W rozpoznawanej sprawie skarżący przedłożył decyzję ustalającą wysokość zobowiązania podatkowego uczestnika dopiero na etapie postępowania zażaleniowego, choć dysponował nią już w toku postępowania przed Sądem I instancji, o czym świadczy odwoływanie się we wniosku do jej treści.

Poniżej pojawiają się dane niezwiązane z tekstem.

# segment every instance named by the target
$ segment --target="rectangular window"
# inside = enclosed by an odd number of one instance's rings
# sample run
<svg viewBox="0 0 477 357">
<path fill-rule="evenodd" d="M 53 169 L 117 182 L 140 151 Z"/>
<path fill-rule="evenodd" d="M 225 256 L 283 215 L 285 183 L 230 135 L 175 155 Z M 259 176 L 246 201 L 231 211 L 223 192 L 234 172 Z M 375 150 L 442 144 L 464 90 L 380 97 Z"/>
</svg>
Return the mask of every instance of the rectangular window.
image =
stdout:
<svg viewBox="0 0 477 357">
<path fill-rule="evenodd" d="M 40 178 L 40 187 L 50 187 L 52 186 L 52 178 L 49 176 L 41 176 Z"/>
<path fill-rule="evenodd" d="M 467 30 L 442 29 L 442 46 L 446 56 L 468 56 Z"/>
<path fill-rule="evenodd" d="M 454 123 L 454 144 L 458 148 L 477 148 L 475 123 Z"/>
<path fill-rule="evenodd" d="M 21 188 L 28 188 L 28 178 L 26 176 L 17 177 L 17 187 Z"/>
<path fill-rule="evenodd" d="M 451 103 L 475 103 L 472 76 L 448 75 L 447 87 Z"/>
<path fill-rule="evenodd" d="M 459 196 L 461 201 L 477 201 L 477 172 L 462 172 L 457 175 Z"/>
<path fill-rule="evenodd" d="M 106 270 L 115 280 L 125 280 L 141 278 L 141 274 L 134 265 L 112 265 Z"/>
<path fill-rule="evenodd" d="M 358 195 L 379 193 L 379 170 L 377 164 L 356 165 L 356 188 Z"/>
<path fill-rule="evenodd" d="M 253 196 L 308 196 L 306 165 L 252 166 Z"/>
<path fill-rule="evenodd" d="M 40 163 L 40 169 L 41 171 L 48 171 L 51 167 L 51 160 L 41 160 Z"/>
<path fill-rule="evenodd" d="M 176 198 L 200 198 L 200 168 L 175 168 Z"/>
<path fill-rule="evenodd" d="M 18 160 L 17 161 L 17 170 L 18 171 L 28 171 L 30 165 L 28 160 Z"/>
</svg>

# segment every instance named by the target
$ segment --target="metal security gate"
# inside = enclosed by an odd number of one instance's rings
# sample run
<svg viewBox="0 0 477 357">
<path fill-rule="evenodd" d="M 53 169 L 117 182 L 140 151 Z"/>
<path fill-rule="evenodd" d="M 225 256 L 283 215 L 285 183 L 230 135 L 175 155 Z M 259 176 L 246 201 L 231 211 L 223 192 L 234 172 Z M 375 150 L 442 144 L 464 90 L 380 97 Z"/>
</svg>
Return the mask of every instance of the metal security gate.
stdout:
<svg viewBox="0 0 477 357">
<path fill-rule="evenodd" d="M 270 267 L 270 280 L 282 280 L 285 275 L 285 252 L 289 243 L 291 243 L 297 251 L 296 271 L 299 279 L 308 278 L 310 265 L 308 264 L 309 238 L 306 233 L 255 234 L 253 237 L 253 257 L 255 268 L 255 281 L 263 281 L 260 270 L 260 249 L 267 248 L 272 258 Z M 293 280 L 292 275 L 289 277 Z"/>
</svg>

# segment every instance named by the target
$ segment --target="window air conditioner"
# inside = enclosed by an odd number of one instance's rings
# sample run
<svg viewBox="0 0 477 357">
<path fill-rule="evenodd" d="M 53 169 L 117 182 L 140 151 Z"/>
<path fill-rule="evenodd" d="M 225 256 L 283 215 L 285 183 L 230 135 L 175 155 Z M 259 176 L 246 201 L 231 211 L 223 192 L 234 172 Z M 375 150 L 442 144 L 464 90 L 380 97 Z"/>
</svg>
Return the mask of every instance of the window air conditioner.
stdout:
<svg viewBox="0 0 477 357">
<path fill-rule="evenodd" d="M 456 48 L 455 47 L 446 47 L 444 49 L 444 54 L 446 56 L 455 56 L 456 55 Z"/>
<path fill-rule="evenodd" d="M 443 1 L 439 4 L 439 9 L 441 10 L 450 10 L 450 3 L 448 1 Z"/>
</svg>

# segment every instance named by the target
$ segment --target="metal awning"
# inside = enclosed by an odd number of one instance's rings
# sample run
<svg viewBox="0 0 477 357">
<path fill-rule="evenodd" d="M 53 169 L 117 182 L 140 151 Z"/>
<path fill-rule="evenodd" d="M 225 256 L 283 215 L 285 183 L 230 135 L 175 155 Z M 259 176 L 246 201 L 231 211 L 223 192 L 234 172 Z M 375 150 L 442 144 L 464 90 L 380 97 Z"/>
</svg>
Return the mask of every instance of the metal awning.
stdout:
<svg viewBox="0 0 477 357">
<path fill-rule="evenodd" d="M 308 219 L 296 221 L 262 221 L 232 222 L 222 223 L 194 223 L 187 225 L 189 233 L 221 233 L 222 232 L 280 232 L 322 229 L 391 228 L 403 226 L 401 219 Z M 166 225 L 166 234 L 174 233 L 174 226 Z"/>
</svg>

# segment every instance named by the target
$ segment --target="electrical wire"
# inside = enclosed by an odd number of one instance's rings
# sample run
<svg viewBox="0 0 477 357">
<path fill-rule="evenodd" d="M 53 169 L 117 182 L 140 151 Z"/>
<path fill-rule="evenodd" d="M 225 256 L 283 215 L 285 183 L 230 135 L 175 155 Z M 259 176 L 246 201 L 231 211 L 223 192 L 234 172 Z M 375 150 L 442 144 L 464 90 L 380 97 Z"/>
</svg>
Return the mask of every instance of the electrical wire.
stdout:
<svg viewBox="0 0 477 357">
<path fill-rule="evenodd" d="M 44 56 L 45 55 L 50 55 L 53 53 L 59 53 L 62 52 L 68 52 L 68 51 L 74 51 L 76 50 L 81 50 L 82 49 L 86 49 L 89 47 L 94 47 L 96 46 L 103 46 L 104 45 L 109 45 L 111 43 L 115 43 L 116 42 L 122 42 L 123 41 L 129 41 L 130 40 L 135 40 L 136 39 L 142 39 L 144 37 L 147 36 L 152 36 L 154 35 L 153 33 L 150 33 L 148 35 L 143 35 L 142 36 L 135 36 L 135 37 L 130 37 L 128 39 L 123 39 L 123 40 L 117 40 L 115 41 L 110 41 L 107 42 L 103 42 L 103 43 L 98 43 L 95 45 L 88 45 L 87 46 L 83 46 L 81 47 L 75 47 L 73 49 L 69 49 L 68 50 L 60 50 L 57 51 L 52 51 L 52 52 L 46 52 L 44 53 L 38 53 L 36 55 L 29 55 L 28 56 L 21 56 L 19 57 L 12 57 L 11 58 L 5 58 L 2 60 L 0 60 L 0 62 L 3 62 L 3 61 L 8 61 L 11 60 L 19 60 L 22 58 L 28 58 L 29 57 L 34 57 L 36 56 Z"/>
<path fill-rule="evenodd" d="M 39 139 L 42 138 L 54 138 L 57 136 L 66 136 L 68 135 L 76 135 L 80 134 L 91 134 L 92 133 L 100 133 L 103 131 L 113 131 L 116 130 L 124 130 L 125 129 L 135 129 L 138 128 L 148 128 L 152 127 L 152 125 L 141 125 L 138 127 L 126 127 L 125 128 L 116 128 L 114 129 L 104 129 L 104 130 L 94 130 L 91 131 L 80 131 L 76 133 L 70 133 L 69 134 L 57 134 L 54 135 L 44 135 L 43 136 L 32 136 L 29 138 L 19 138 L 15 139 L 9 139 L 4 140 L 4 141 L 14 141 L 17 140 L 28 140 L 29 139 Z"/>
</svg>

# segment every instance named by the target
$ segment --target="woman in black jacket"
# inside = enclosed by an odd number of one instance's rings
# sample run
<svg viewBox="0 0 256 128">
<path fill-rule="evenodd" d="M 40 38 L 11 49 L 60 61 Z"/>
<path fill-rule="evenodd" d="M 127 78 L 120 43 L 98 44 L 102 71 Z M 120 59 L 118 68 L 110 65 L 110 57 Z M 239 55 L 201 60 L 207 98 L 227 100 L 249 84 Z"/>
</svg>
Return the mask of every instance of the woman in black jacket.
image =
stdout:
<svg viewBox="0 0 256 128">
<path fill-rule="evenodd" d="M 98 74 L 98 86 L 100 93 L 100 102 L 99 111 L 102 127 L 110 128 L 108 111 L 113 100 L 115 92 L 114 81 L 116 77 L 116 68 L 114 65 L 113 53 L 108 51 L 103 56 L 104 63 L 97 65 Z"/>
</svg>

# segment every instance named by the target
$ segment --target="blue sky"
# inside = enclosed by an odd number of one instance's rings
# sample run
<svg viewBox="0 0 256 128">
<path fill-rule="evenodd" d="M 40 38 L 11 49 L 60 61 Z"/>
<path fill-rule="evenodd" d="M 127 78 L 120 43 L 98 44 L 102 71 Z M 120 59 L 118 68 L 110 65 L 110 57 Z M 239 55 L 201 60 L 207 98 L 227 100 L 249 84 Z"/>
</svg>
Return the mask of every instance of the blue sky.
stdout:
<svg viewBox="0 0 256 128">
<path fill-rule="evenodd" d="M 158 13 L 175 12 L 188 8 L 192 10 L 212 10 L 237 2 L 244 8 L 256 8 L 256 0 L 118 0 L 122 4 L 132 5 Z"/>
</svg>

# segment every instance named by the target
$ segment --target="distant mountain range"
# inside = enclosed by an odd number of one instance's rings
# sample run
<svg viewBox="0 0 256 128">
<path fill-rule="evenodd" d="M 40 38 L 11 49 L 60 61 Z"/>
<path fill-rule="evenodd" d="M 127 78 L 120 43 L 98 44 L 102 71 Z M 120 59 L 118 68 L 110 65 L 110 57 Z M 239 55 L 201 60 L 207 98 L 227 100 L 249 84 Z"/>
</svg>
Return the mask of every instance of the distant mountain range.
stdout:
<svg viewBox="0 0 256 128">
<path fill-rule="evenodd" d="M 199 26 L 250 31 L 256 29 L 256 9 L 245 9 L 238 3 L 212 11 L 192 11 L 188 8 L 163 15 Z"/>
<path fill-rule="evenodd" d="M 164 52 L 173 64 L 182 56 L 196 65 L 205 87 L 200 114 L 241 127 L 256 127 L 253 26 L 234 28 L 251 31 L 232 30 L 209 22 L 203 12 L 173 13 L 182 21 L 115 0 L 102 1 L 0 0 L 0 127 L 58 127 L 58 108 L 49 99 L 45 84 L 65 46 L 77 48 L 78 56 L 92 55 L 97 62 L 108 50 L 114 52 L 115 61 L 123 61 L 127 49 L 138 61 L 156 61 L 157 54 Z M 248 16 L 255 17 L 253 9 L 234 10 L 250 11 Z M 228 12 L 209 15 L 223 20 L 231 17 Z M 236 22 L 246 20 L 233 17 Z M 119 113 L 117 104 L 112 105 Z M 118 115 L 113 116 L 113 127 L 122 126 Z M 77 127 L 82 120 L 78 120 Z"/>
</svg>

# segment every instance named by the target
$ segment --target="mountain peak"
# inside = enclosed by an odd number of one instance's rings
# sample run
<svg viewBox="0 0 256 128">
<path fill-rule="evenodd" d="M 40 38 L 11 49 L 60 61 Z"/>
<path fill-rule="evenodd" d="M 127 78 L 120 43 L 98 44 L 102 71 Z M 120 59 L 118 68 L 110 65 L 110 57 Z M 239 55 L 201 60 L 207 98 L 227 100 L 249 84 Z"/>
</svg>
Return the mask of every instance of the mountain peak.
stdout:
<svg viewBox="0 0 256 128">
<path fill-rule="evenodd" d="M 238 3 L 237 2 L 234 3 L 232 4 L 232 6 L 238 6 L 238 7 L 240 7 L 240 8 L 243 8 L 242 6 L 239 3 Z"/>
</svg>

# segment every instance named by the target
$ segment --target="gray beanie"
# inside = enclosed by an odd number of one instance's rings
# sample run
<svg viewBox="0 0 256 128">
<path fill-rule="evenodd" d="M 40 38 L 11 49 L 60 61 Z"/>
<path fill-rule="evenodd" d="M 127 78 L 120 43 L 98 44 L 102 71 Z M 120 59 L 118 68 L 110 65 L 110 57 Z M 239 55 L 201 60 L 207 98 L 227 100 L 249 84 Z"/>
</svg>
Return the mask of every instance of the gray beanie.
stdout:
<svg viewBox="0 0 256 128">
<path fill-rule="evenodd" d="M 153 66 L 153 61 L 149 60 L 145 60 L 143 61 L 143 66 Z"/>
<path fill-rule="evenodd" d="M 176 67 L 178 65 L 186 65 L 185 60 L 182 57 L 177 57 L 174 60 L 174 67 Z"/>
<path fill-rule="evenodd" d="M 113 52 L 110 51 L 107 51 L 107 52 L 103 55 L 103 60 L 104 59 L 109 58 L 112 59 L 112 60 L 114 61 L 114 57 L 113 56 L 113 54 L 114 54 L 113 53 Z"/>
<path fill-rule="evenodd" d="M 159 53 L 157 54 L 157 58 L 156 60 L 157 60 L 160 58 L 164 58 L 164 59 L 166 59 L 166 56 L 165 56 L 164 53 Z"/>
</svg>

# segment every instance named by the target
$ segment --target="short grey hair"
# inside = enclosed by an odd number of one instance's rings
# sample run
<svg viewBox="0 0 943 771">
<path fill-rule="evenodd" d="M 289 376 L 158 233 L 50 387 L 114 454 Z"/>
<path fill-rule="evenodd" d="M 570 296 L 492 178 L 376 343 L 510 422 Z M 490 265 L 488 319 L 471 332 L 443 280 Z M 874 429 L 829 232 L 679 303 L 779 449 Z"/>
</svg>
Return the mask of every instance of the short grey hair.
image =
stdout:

Powyższy dokument Sąd Okręgowy pominął na podstawie art. 381 k.p.c. w związku z art. 397 § 2 k.p.c.
i art. 35 p.u.in.

Na marginesie powyższych rozważań wskazać również należy, że załączone do zażalenia kserokopie wypisów dwóch aktów notarialnych są niekompletne, gdyż złożono jedynie kserokopię co drugiej strony wypisów, a więc nawet z tego powodu nie mogą stanowić dowodu na powoływaną przez skarżącego okoliczność.

Niezależnie od powyższych rozważań należy przyznać skarżącemu rację
w zakresie, w jakim kwestionował on trafność ustalenia przez Sąd I instancji, że majątek uczestnika nie wystarczy na pokrycie kosztów postępowania upadłościowego.
Wniosek Sądu Rejonowego, że dłużnik nie posiada jakiegokolwiek majątku, nie posiada płynnych środków finansowych, a zatem brak byłoby środków na zaspokojenie kosztów postępowania upadłościowego, co skutkowałoby oddaleniem wniosku
w oparciu o art. 13 ust. 1 p.u.in. jest zdecydowanie przedwczesny.

Przyjmuje się bowiem, że brak merytorycznych podstaw do ogłoszenia upadłości dłużnika z powodu niestwierdzenia stanu niewypłacalności, wyklucza możliwość przeprowadzenia oceny przewidzianej w art. 13 ust. 1 p.u.in. Jeżeli dłużnik nie jest niewypłacalny, to nie można ogłosić jego upadłości i nie można badać, czy majątek dłużnika wystarcza na zaspokojenie kosztów postępowania, gdyż jest ono dopuszczalne tylko wówczas, gdy dłużnik jest niewypłacalny. Ponadto w aktach sprawy nie znajdują się żadne dokumenty umożliwiające oszacowanie majątku uczestnika
i ocenę, czy wystarczą one na pokrycie kosztów postępowania. Z tego względu należy przyjąć, że Sąd I instancji niezasadnie zastosował jako podstawę oddalenia wniosku
art. 13 ust. 1 p.u.in., w sytuacji, gdy wniosek podlegał oddaleniu wyłącznie
w oparciu o art. 10 i 11 p.u.in., a rozważania odnośnie podstaw zastosowania tego przepisu zawarte w uzasadnieniu zaskarżonego orzeczenia są zbędne i prawnie nieuzasadnione. Należy przy tym zaznaczyć, że oddalenie wniosku o ogłoszenie upadłości w oparciu o art. 13 p.u.in. pociąga dla uczestnika dotkliwy skutek w postaci wpisania go ponownie do Rejestru Dłużników Niewypłacalnych, co na tym etapie postępowania byłoby zdecydowanie przedwczesne. Powyższe uchybienie nie może jednak stanowić podstawy do zmiany zaskarżonego postanowienia, które odpowiada prawu.

Mając powyższe na uwadze Sąd Okręgowy na podstawie art. 385 k.p.c.
w związku z art. 397 § 2 k.p.c. i art. 35 ustawy z dnia 28 lutego 2003r. Prawo upadłościowe i naprawcze (tekst jednolity Dz. U. z 2012 r., nr 192, poz. 1112 ze zm.) oddalił zażalenie wnioskodawcy.